The competition hosts students from all over the world and includes teams from the country’s most prestigious institutions, like the Massachusetts Institute of Technology and Harvard University. It considers itself “the world’s richest and largest graduate-level student startup competition,” according to the competition’s website.

Of more than 500 business plans, 42 were selected, including focalCast’s.

The app was the idea of Devin Turner, co-founder of focalCast and a senior in the College of Engineering. It is similar to Google’s ChromeCast, which allows users to transfer media between mobile devices and televisions.

The app “casts” presentations using wireless direct technology. This term, casting, refers to the transferring of media wirelessly from mobile devices to display devices and is from where the name focalCast is derived. It supports Dropbox, Cloud and Google Drive and is available only for Android phones.

Charlie Beckwith, a senior in the College of Engineering, is focalCast’s co-founder and lead programmer.

“Devin (Turner) found me over the summer through a mutual friend with the aspiration to build an application using wireless-direct technology that Intel created,” Beckwith said. “It’s relatively new technology. I hopped on board right away because I was excited to be involved in a project that I could actually wrap my head around. So we kind of just went brain-storming and looked at what fields people could use this in, what applications this application could be used in and we came across presentations as the best use for this new technology.”

Five members worked on focalCast, from undergraduate computer engineers to graduate students in the MBA program. Turner and Beckwith proposed the project to Marquette so it could receive university advising and supervision. The app is also a senior design project for the engineering program.

Though the app is under university supervision, Marquette is not financing focalCast.

The project is funded entirely out-of-pocket, mostly by Turner. He said he had to sell many of his possessions, but it was worth it, now that the project is receiving accolades.

This week, focalCast won the Marquette Business Plan Competition. If it wins this weekend’s Rice Competition, the group could receive more than $900,000, like last year’s winner.

“The competition is mainly for graduate students with more experience,” said Jack Batzner, focalCast’s software developer and a senior in the College of Engineering. “It’s basically a way to get your business idea or patentable idea funded so that you can actually turn it into a business. There’s a lot of angel investors and venture capitalists that are there who grill you on your business plan as to how you’re going to make your product successful, how you’re going to bring it to the market and you could win all the money.”

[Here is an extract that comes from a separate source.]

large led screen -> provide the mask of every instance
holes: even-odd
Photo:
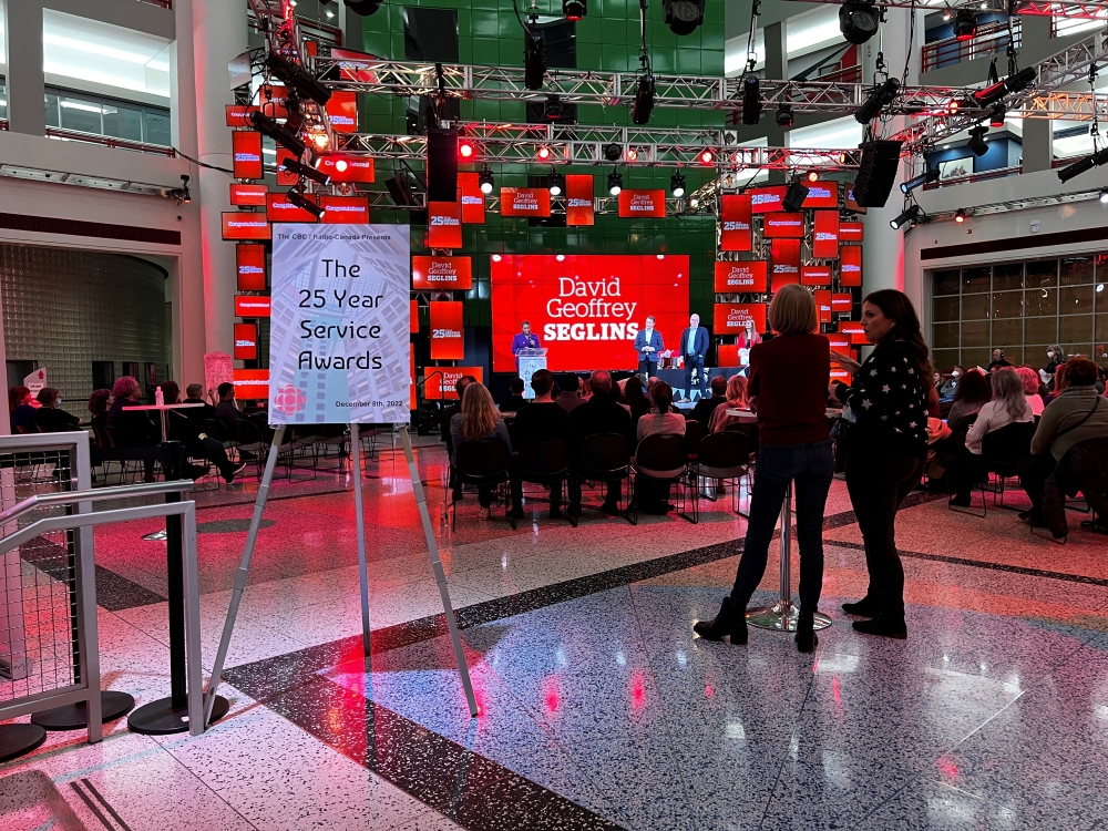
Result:
[[[515,371],[524,320],[554,371],[634,369],[648,315],[671,349],[689,322],[688,256],[496,254],[491,270],[494,372]]]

The project took months to develop, but by October, the team had a working product underway. Turner said the app made tremendous headway in the past six months and the team is now set to compete this weekend in Houston.

“We’ve progressed well in the past six months,” Turner said. “We finalized our idea, submitted a provisional patent application, got a working demonstration with a public demo, we’ve been using the app to give lectures in the college of engineering and we’re now moving into corporate beta testing with partners like Brady Corporation, Marquette University, UW-Madison, a high school in Madison and others, hopefully soon.”

With the app finally taking off, the dream of the project is quickly becoming a reality for the group.

“It’s brought together a project with very little resources to become something that could be gargantualy huge,” said Nick Winninger, focalCast’s business director and an MBA student at Marquette. “It’s an overwhelming sensation of happiness and it’s great. It’s simply great.”